International career
- 1995–2004: Ukraine / 58 / (0)

Managerial career
- 2007–2010: Ukraine U18
- 2010–2011: Ukraine U19
- 2011–2012: Ukraine U16
- 2012–2013: Ukraine U17
- 2013–2014: Ukraine U18
- 2014–2015: Ukraine U19
- 2015–2017: Ukraine U20
- 2015–2018: Ukraine U21
- 2020: Kremin Kremenchuk
- 2022–: Dinaz Vyshhorod

Medal record
SC Tavriya Simferopol
| Winner | Ukrainian Top League | 1992 |
| Runner-up | Ukrainian Cup | 1993-94 |
FC Dynamo Kyiv
| Winner | Ukrainian Top League | 1995-96 |
| Winner | Ukrainian Top League | 1996-97 |
| Winner | Ukrainian Top League | 1997-98 |
| Winner | Ukrainian Top League | 1998-99 |
| Winner | Ukrainian Top League | 1999-00 |
| Winner | Ukrainian Top League | 2000-01 |
| Winner | Ukrainian Top League | 2002-03 |
| Winner | Ukrainian Cup | 1995-96 |
| Winner | Ukrainian Cup | 1997-98 |
| Winner | Ukrainian Cup | 1998-99 |
| Winner | Ukrainian Cup | 1999-00 |
| Winner | Ukrainian Cup | 2002-03 |

= Oleksandr Holovko =

Ukrainian footballer (born 1972)

Oleksandr Borysovych Holovko (Олександр Борисович Головко; born 6 January 1972) is a Ukrainian football manager and former player who manages Dinaz Vyshhorod.

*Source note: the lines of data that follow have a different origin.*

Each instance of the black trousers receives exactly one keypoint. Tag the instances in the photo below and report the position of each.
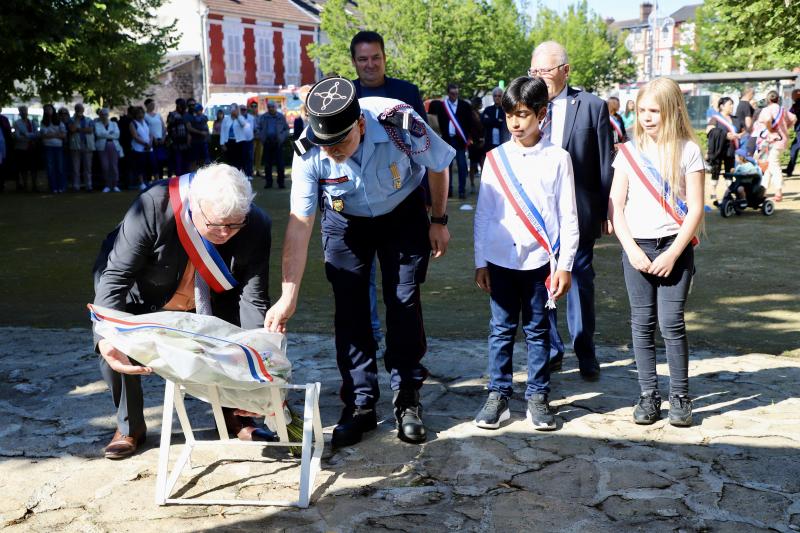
(401, 241)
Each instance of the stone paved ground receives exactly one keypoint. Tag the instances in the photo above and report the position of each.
(736, 470)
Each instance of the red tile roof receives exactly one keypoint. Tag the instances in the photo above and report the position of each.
(276, 10)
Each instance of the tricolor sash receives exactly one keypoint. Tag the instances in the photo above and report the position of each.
(452, 116)
(617, 127)
(530, 216)
(656, 185)
(201, 252)
(723, 121)
(255, 363)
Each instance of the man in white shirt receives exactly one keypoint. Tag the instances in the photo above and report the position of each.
(578, 122)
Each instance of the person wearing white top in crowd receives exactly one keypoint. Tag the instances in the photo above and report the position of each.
(656, 209)
(142, 145)
(53, 132)
(236, 138)
(106, 144)
(526, 206)
(155, 122)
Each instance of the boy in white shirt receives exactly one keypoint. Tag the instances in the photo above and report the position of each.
(526, 236)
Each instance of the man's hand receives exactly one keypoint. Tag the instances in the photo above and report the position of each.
(439, 236)
(119, 361)
(279, 314)
(482, 279)
(560, 283)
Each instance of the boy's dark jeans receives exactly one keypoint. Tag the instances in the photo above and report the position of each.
(514, 292)
(653, 298)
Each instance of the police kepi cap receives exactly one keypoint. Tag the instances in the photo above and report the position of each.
(332, 108)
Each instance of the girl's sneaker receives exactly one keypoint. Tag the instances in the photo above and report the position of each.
(494, 412)
(680, 410)
(648, 409)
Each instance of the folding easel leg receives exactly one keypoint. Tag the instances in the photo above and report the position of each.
(166, 435)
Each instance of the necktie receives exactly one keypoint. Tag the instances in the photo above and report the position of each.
(547, 124)
(202, 295)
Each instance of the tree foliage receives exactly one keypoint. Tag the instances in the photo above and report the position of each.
(598, 56)
(108, 51)
(474, 43)
(739, 36)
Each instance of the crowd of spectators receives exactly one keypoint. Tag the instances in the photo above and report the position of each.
(77, 153)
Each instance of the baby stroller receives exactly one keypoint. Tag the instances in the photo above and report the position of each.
(748, 178)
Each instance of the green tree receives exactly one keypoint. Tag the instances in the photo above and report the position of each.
(734, 36)
(598, 57)
(107, 51)
(474, 43)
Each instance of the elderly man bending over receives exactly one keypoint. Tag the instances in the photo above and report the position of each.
(145, 266)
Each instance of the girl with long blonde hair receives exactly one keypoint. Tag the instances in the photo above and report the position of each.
(657, 208)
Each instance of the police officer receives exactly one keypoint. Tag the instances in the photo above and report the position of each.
(362, 161)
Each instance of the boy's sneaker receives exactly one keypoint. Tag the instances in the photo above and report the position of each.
(680, 410)
(494, 412)
(539, 413)
(648, 409)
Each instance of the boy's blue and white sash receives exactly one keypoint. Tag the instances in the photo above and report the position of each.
(656, 185)
(617, 127)
(530, 216)
(452, 116)
(723, 121)
(201, 252)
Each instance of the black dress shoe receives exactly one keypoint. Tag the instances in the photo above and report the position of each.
(408, 413)
(355, 421)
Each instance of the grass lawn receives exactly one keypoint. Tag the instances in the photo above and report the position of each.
(746, 294)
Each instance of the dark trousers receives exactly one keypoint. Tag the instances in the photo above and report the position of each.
(400, 239)
(273, 155)
(795, 148)
(516, 292)
(663, 299)
(461, 164)
(580, 311)
(126, 391)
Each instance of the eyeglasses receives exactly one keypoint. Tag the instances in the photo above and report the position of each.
(539, 71)
(231, 227)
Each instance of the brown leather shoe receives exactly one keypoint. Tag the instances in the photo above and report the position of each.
(122, 446)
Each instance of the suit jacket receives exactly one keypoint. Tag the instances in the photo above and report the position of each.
(589, 140)
(464, 117)
(142, 261)
(395, 88)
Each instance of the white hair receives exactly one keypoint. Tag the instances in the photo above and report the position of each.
(223, 189)
(551, 48)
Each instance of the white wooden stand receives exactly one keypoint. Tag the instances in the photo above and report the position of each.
(309, 461)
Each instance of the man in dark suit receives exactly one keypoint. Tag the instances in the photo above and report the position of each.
(578, 122)
(455, 123)
(369, 59)
(144, 267)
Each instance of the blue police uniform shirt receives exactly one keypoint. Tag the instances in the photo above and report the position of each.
(366, 184)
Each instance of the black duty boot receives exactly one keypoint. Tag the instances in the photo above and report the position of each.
(408, 412)
(355, 421)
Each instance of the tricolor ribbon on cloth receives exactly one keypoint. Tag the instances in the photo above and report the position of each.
(617, 127)
(656, 185)
(530, 216)
(255, 363)
(726, 123)
(202, 253)
(452, 116)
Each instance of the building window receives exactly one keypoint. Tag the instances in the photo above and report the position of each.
(291, 56)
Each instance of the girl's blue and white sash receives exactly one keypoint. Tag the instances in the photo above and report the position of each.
(452, 116)
(656, 185)
(201, 252)
(522, 204)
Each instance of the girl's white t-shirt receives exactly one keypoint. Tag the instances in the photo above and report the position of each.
(644, 214)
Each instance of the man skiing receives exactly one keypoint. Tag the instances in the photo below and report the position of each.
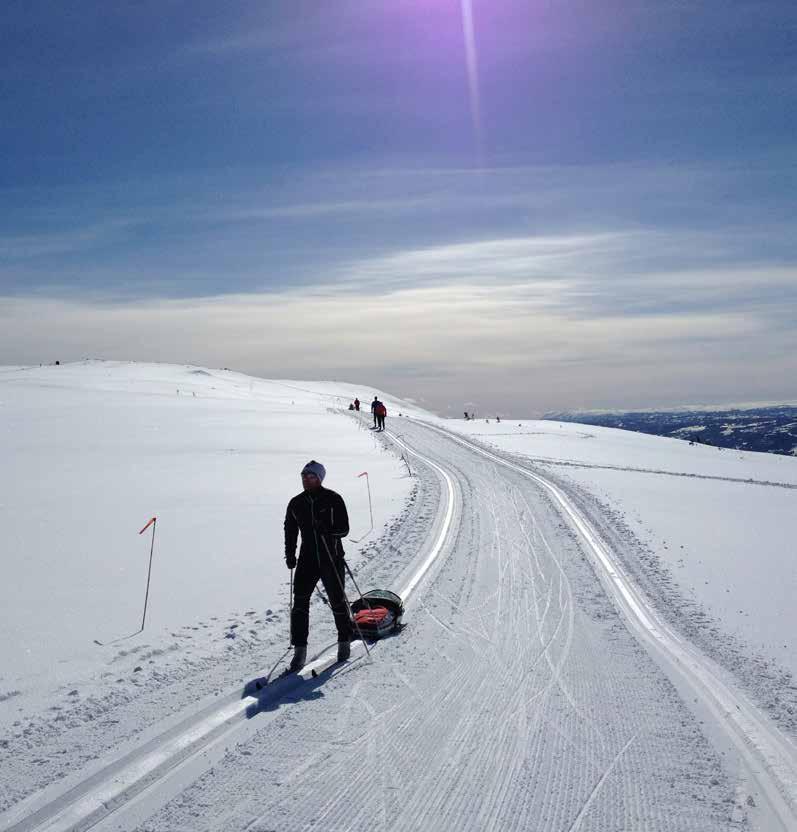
(380, 411)
(320, 515)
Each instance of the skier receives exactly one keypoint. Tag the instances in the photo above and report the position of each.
(320, 515)
(380, 411)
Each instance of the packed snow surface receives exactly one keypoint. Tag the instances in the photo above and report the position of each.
(522, 693)
(718, 525)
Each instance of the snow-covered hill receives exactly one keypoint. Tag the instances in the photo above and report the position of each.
(599, 623)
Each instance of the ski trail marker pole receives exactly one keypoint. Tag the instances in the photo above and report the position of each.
(153, 522)
(370, 507)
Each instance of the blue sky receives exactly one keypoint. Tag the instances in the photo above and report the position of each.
(569, 204)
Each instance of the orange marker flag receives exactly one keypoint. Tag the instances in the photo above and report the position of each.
(151, 521)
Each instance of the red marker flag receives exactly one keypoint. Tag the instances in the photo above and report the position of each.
(151, 521)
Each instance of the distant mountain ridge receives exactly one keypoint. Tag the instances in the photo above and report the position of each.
(769, 429)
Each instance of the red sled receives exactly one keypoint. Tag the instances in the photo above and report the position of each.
(377, 614)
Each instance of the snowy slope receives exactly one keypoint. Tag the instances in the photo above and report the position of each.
(710, 531)
(92, 450)
(530, 689)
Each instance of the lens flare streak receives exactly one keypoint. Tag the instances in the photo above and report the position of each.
(473, 71)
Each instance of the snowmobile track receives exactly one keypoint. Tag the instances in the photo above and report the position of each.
(770, 755)
(538, 633)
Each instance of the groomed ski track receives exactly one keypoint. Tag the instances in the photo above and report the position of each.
(517, 698)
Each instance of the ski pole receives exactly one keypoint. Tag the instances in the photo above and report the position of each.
(290, 614)
(351, 575)
(153, 522)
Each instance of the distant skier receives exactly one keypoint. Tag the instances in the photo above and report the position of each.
(380, 411)
(320, 515)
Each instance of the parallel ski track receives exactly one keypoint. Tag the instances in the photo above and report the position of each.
(771, 757)
(542, 614)
(111, 788)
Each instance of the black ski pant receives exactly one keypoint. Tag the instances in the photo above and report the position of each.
(332, 574)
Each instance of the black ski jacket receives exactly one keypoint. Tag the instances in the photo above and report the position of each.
(322, 519)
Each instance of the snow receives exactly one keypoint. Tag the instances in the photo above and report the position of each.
(720, 523)
(521, 693)
(92, 451)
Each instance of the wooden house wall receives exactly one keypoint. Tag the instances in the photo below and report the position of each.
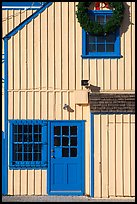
(45, 68)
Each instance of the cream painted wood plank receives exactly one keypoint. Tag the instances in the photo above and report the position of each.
(132, 155)
(97, 173)
(119, 156)
(31, 182)
(133, 45)
(16, 62)
(106, 74)
(38, 182)
(113, 71)
(36, 47)
(17, 180)
(24, 180)
(71, 96)
(44, 182)
(78, 54)
(16, 105)
(58, 106)
(100, 67)
(128, 46)
(10, 106)
(65, 42)
(44, 47)
(71, 46)
(44, 105)
(37, 105)
(65, 101)
(104, 130)
(86, 69)
(4, 22)
(30, 66)
(23, 54)
(51, 106)
(10, 64)
(93, 72)
(126, 154)
(79, 112)
(86, 116)
(23, 105)
(112, 156)
(51, 47)
(10, 182)
(58, 45)
(30, 104)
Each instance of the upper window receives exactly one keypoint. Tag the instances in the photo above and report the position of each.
(28, 144)
(21, 5)
(100, 46)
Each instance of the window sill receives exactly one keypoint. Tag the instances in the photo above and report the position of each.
(101, 57)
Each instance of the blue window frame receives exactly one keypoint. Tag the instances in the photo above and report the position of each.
(101, 46)
(28, 144)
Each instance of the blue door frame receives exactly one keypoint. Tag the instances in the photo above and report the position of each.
(66, 175)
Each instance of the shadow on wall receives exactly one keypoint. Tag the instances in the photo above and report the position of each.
(126, 20)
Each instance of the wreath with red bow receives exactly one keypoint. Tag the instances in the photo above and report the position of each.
(95, 28)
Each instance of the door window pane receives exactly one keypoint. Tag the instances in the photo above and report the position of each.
(65, 141)
(56, 141)
(73, 130)
(65, 130)
(73, 141)
(65, 152)
(73, 152)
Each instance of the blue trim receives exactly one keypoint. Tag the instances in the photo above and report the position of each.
(92, 156)
(111, 113)
(6, 114)
(21, 5)
(82, 124)
(97, 55)
(28, 20)
(42, 164)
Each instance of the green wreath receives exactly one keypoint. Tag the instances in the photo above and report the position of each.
(96, 28)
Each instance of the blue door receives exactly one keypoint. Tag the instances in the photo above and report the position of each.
(66, 158)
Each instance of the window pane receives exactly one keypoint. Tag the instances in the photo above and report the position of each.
(36, 128)
(100, 48)
(37, 137)
(65, 130)
(57, 130)
(73, 141)
(25, 129)
(56, 141)
(19, 156)
(91, 48)
(73, 152)
(19, 148)
(19, 128)
(101, 39)
(15, 128)
(65, 152)
(109, 48)
(30, 129)
(110, 38)
(73, 130)
(65, 141)
(91, 39)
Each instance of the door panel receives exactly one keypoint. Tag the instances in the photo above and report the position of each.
(66, 160)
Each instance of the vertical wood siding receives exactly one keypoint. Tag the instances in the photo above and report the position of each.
(45, 68)
(114, 155)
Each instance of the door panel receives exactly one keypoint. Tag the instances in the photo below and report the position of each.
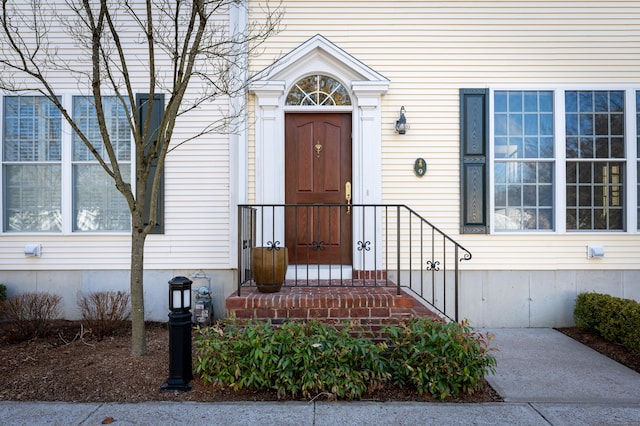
(318, 164)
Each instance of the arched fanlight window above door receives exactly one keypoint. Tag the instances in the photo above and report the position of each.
(318, 90)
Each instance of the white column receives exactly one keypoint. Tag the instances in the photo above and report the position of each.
(367, 179)
(270, 157)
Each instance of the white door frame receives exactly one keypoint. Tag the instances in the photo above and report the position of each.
(366, 87)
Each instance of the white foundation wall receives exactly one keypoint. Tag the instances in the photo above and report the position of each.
(536, 298)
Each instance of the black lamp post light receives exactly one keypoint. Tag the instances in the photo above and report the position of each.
(401, 123)
(180, 365)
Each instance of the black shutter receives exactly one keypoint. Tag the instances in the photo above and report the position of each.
(474, 161)
(142, 101)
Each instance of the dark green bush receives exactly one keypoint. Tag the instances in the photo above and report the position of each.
(613, 318)
(296, 358)
(439, 359)
(310, 358)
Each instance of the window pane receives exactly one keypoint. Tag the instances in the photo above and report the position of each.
(116, 118)
(595, 187)
(32, 198)
(528, 135)
(318, 90)
(32, 152)
(32, 129)
(98, 206)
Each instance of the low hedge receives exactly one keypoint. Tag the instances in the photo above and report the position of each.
(613, 318)
(310, 358)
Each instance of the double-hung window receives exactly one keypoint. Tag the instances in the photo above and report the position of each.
(51, 182)
(97, 204)
(32, 164)
(560, 160)
(523, 160)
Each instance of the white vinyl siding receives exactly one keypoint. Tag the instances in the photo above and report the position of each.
(429, 50)
(197, 188)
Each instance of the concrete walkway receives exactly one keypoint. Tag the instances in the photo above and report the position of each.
(545, 378)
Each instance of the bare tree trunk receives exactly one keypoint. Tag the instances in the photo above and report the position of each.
(138, 335)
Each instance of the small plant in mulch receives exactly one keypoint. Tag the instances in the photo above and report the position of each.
(104, 313)
(31, 314)
(615, 319)
(312, 358)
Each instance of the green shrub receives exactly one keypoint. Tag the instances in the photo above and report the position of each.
(295, 358)
(310, 358)
(104, 312)
(32, 313)
(439, 359)
(613, 318)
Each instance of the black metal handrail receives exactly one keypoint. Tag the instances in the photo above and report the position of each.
(388, 245)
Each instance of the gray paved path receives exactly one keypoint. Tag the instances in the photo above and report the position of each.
(545, 378)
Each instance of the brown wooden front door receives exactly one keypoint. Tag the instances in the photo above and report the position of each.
(317, 169)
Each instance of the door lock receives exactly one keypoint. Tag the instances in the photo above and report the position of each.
(347, 191)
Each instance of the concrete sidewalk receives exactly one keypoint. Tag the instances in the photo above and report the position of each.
(544, 377)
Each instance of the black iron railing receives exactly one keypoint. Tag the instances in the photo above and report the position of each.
(355, 245)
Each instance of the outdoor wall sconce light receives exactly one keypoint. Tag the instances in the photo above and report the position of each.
(180, 366)
(401, 123)
(595, 252)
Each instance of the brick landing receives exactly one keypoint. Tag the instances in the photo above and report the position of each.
(366, 305)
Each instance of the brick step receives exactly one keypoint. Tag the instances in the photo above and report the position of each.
(365, 305)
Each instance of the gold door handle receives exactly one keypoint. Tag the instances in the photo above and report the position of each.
(347, 190)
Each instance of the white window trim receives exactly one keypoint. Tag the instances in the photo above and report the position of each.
(631, 159)
(66, 179)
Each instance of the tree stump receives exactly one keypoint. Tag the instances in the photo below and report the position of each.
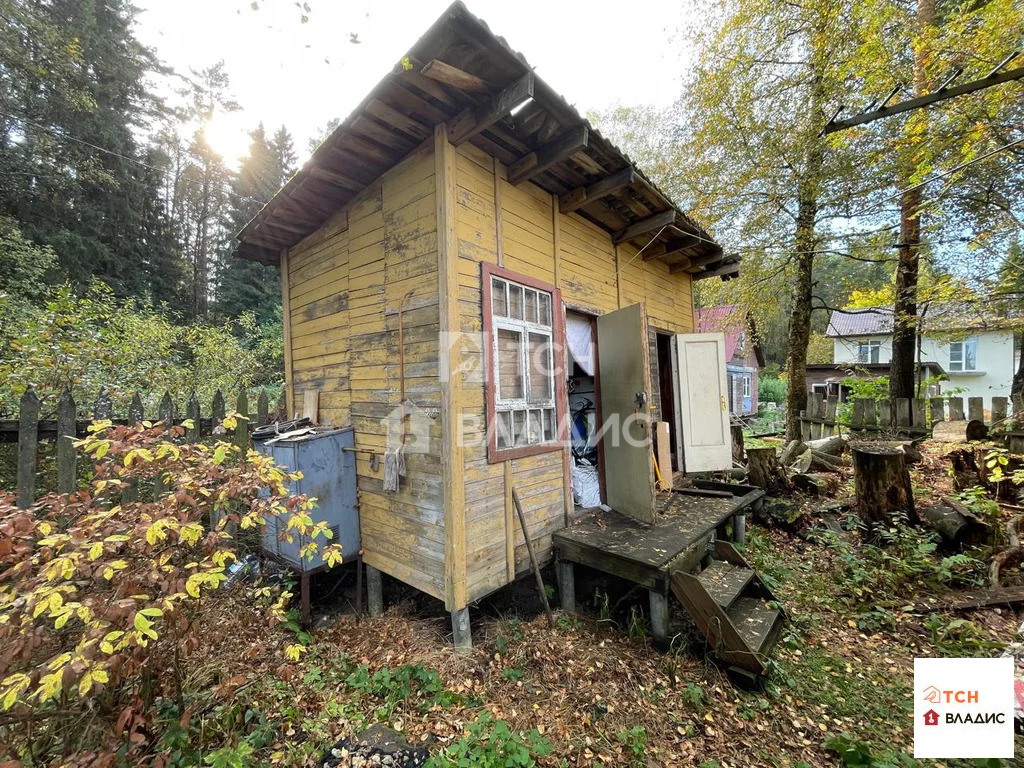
(764, 471)
(882, 484)
(814, 483)
(737, 442)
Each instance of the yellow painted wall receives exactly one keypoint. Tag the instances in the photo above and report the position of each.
(519, 228)
(345, 285)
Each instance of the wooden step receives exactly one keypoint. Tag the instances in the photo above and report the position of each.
(757, 624)
(725, 582)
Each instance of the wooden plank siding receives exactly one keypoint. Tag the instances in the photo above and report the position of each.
(345, 284)
(521, 228)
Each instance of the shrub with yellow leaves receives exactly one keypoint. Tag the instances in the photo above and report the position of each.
(102, 591)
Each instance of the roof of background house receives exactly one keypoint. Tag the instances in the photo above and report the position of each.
(732, 321)
(936, 317)
(462, 74)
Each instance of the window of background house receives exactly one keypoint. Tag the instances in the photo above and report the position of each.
(868, 351)
(964, 354)
(523, 366)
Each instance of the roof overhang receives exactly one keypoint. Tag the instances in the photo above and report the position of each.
(461, 74)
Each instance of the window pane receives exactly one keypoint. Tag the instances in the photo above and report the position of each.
(510, 384)
(545, 309)
(499, 305)
(519, 427)
(530, 305)
(541, 375)
(536, 427)
(503, 430)
(515, 301)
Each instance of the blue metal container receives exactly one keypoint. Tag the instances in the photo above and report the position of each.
(329, 474)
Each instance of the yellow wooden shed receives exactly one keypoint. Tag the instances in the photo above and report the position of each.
(466, 264)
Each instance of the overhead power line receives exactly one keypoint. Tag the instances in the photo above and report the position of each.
(946, 90)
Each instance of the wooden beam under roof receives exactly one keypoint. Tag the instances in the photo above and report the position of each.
(569, 141)
(397, 120)
(459, 79)
(473, 120)
(267, 256)
(583, 196)
(644, 225)
(726, 269)
(672, 248)
(698, 260)
(333, 177)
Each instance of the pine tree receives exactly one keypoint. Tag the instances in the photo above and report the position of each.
(74, 93)
(246, 286)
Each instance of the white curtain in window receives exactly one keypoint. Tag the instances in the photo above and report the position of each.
(581, 341)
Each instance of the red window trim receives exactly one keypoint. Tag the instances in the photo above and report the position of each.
(558, 334)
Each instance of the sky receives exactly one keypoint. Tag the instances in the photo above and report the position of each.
(301, 75)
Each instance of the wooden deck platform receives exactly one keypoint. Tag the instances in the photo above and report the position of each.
(647, 554)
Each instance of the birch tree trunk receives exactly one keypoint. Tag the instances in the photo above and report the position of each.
(800, 316)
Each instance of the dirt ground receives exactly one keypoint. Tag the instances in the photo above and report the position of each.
(596, 689)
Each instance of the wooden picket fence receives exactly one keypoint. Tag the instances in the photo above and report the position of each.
(905, 416)
(28, 430)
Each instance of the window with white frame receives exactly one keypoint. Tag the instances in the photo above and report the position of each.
(964, 354)
(523, 363)
(868, 351)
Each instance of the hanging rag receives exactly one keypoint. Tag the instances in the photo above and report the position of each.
(394, 459)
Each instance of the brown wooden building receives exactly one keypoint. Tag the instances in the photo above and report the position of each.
(469, 205)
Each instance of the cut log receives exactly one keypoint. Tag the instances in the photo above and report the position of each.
(965, 468)
(815, 484)
(834, 445)
(803, 462)
(780, 513)
(826, 462)
(960, 431)
(882, 485)
(955, 528)
(911, 454)
(791, 452)
(764, 471)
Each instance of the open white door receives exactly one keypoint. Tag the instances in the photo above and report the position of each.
(625, 380)
(701, 408)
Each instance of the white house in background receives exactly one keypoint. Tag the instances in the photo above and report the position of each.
(976, 353)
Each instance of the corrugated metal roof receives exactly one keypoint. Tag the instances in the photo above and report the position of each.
(398, 115)
(730, 320)
(867, 322)
(934, 318)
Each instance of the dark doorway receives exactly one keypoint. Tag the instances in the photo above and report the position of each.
(667, 388)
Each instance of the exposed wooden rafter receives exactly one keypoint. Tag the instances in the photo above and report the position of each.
(665, 218)
(568, 142)
(459, 79)
(474, 120)
(725, 270)
(672, 248)
(333, 177)
(582, 196)
(267, 256)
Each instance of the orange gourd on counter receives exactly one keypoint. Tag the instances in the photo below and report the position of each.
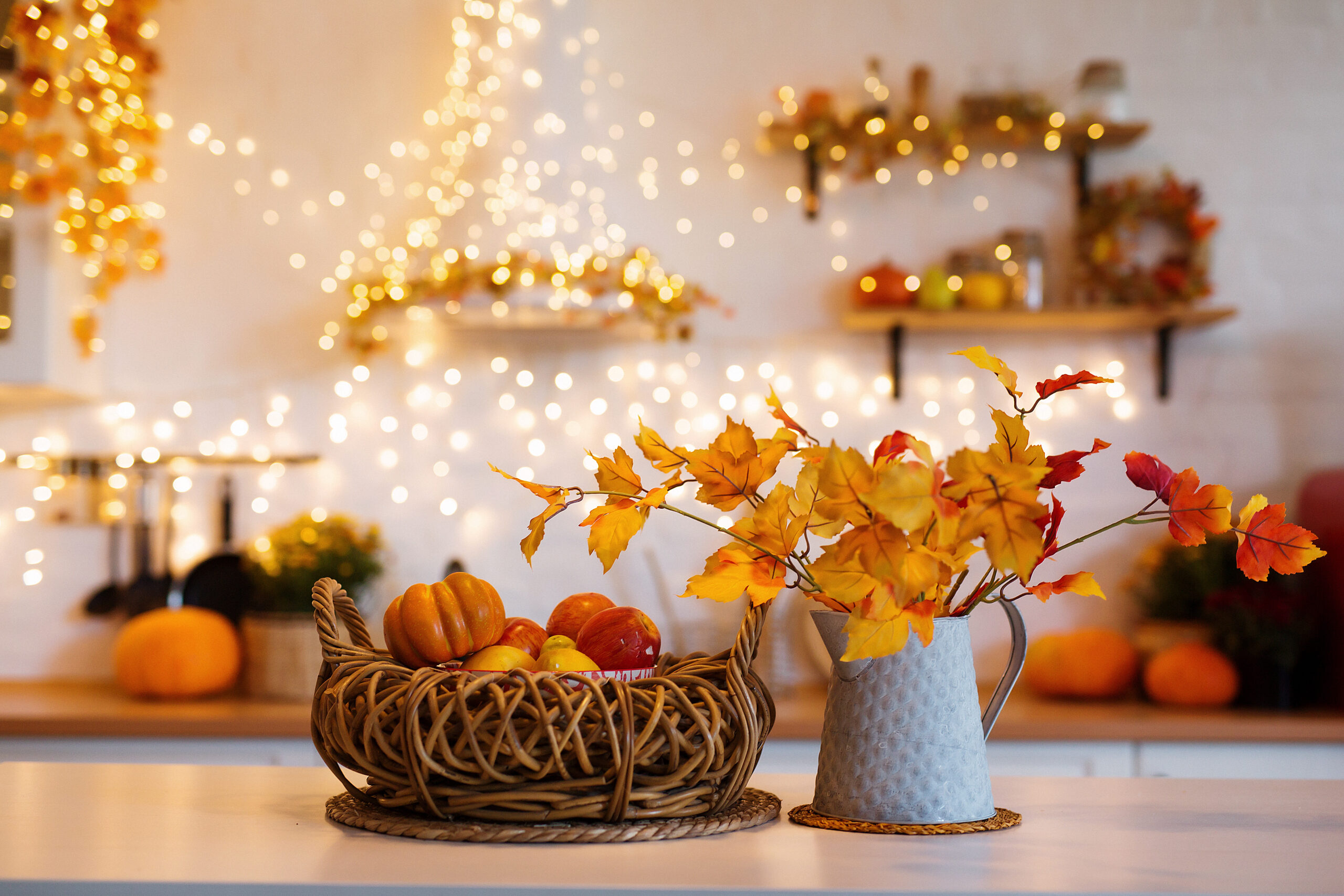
(1191, 675)
(443, 621)
(1089, 662)
(176, 653)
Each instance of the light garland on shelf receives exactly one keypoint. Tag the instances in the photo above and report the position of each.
(414, 260)
(82, 131)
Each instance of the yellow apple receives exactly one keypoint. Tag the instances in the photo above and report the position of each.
(499, 657)
(565, 660)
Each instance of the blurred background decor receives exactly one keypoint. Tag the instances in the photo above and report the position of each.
(1270, 630)
(281, 644)
(1144, 244)
(80, 129)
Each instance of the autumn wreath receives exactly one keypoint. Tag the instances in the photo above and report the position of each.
(894, 541)
(1110, 229)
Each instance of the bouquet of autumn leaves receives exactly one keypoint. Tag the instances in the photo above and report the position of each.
(893, 539)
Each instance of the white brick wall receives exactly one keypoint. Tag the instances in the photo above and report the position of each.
(1246, 97)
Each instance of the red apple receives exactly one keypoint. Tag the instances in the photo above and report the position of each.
(573, 612)
(620, 638)
(523, 635)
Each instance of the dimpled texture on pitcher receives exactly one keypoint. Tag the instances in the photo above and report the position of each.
(904, 743)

A centre-back, Holovko used to be a regular starter for the Ukraine national team. He earned eight Ukrainian Vyshcha Liha titles with Tavriya Simferopol and Dynamo Kyiv.

==Career==
Holovko played for three clubs: Tavriya Simferopol, Dynamo Kyiv and Qingdao Beilaite (P.R. China). A central or right defender, Holovko helped lead Dynamo Kyiv to many victories in the UEFA Champions League, culminating in a semifinal finish in 1998–1999. He was also a regular member of the Ukraine national team from 1995 to 2004, having appeared in 58 international matches (among the cap leaders for Ukraine). As for playing his career, he stopped his career at the age of 38.

Holovko started as a coach of the Ukrainian Under 16 Youth National Team. The team competed in September 2008 for qualification to the 2009 UEFA U-17 Championships.

==Personal life==
He has a son, also named Oleksandr, born in 1995, who is also a professional footballer.